The cheerful clang of the bucket against the stones, the rumble of the windlass, and then Dilly came in with a brimming bright tin dipper. She offered it first to the parson, and though she refilled it scrupulously for each pair of lips, it seemed a holy loving-cup. They sat there in the darkening room, and Dilly “stepped round” and began to get supper. Molly nervously joined her, and addressed her, once or twice, in a whisper. But Dilly spoke out clearly in, answer, as if rebuking her.
“Le’s have a real good time,” she said, when she had drawn the table forward and set forth her bread, and apples, and tea. “Passon, draw up! You drink tea, don’t ye? I don’t, myself. I never could bear to spile good water. But I keep it on hand for them that likes it. Elvin, here! You take this good big apple. It’s man’s size more ‘n woman’s, I guess.”
Elvin pushed back his chair.
“I ain’t goin’ to put a mouthful of victuals to my lips till I make up my mind whether I can speak or not,” he said, loudly.
“All right,” answered Dilly, placidly. “Bless ye! the teapot’ll be goin’ all night, if ye say so.”
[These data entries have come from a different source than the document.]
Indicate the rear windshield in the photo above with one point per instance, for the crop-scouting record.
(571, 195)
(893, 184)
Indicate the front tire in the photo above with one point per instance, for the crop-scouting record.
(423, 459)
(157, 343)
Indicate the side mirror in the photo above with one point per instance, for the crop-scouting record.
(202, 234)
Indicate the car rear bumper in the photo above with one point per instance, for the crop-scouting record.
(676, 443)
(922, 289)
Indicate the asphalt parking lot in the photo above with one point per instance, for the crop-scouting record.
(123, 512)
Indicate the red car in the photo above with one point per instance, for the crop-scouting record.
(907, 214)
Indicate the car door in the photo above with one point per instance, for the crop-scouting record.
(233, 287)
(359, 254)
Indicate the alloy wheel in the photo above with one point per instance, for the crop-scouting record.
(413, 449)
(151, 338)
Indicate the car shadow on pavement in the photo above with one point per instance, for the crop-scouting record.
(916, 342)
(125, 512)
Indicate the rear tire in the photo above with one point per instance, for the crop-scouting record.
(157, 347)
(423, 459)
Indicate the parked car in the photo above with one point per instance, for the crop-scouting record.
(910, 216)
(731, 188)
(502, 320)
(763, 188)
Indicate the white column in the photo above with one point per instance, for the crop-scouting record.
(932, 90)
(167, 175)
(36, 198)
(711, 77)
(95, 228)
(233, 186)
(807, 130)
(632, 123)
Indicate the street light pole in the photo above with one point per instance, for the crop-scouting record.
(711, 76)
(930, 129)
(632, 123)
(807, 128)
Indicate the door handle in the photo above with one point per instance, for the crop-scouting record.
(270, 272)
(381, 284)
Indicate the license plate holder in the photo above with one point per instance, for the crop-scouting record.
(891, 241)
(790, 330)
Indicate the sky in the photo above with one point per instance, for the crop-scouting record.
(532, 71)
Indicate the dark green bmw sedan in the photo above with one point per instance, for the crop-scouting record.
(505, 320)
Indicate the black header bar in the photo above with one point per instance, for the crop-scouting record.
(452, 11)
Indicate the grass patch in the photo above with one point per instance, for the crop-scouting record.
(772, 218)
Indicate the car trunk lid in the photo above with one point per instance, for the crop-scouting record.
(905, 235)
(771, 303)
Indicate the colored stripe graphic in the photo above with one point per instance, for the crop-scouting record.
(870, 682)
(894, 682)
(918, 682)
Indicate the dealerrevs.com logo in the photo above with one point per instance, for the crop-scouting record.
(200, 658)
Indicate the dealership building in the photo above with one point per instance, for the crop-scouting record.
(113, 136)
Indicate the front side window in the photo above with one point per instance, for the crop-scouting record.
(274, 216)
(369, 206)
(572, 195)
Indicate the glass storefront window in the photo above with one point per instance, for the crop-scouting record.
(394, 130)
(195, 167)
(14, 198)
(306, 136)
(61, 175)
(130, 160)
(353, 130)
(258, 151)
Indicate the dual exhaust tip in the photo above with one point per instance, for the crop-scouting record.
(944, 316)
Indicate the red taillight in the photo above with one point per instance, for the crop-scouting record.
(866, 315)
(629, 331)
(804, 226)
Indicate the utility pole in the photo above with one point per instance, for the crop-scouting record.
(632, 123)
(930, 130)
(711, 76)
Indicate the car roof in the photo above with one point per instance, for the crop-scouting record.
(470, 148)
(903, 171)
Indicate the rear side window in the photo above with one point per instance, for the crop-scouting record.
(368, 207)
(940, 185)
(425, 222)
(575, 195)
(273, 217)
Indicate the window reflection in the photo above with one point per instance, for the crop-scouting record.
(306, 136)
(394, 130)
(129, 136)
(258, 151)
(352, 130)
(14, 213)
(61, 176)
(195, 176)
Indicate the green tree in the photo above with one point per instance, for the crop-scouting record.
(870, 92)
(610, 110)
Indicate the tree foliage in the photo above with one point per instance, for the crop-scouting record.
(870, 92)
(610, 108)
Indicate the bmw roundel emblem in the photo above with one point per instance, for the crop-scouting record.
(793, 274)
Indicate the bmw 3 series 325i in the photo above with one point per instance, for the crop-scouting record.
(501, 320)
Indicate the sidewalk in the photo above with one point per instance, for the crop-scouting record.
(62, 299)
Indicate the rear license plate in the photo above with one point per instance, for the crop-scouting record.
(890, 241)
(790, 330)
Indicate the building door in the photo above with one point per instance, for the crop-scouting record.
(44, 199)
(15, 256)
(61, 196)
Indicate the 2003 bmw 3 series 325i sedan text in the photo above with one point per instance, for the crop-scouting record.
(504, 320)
Only Dilly and the parson made a meal; and when it was over, Parson True rose, as if his part of the strange drama must at last begin, and fell on his knees.
“Let us pray!”
Molly, too, knelt, and Elvin threw his arms upon the table, and laid his head upon them. But Dilly stood erect. From time to time, she glanced curiously from the parson to the lovely darkened world outside her little square of window, and smiled slightly, tenderly, as if out there she saw the visible God. The parson prayed for “this sick soul, our brother,” over and over, in many phrases, and with true and passionate desire. And when the prayer was done, he put his hand on the young man’s shoulder, and said, with a yearning persuasiveness,–
“Tell it now, my brother! Jesus is here.”
Elvin raised his head, with a sudden fierce gesture toward Dilly.
“She knows,” he said. “She can see the past. She’ll tell you what I’ve done.”
“I ‘ain’t got nothin’ to tell, dear,” answered Dilly, peacefully. “Everything you’ve done’s between you an’ God A’mighty. I ‘ain’t got nothin’ to tell!”
Then she went out, and, deftly unharnessing the horse, put him in her little shed, and gave him a feed of oats. The hens had gone to bed without their supper.
“No matter, biddies,” she said, conversationally, as she passed their roost. “I’ll make it up to you in the mornin’!”
When she entered the house again, Elvin still sat there, staring stolidly into the dusk. The parson was praying, and Molly, by the window, was holding the sill tightly clasped by both hands, as if threatening herself into calm. When the parson rose, he turned to Elvin, less like the pastor than the familiar friend. One forgot his gray hairs in the loving simplicity of his tone.
“My son,” he said, tenderly, “tell it all! God is merciful.”
But again Dilly put in her voice.
“Don’t you push him, Passon! Let him speak or not, jest as he’s a mind to. Let God A’mighty do it His way! Don’t you do it!”
Darkness settled in the room, and the heavenly hunter’s-moon rose and dispelled it.
“O God! can I?” broke forth the young man. “O God! if I tell, I’ll go through with it. I will, so help me!”
The moving patterns of the vine at the window began to etch themselves waveringly on the floor. Dilly bent, and traced the outline of a leaf with her finger.
“I’ll tell!” cried Elvin, in a voice exultant over the prospect of freedom. “I’ll tell it all. I wanted money. The girl I meant to have was goin’ with somebody else, an’ I’d got to scrape together some money, quick. I burnt down my house an’ barn. I got the insurance money. I sent some of it out West, to put into that furniture business, an’ Dan Forbes has made way with it. I only kept enough to take Rosa an’ me out there. I’ll give up that, an’ go to jail; an’ if the Lord spares my life, when I come out I’ll pay it back, principal an’ int’rest.”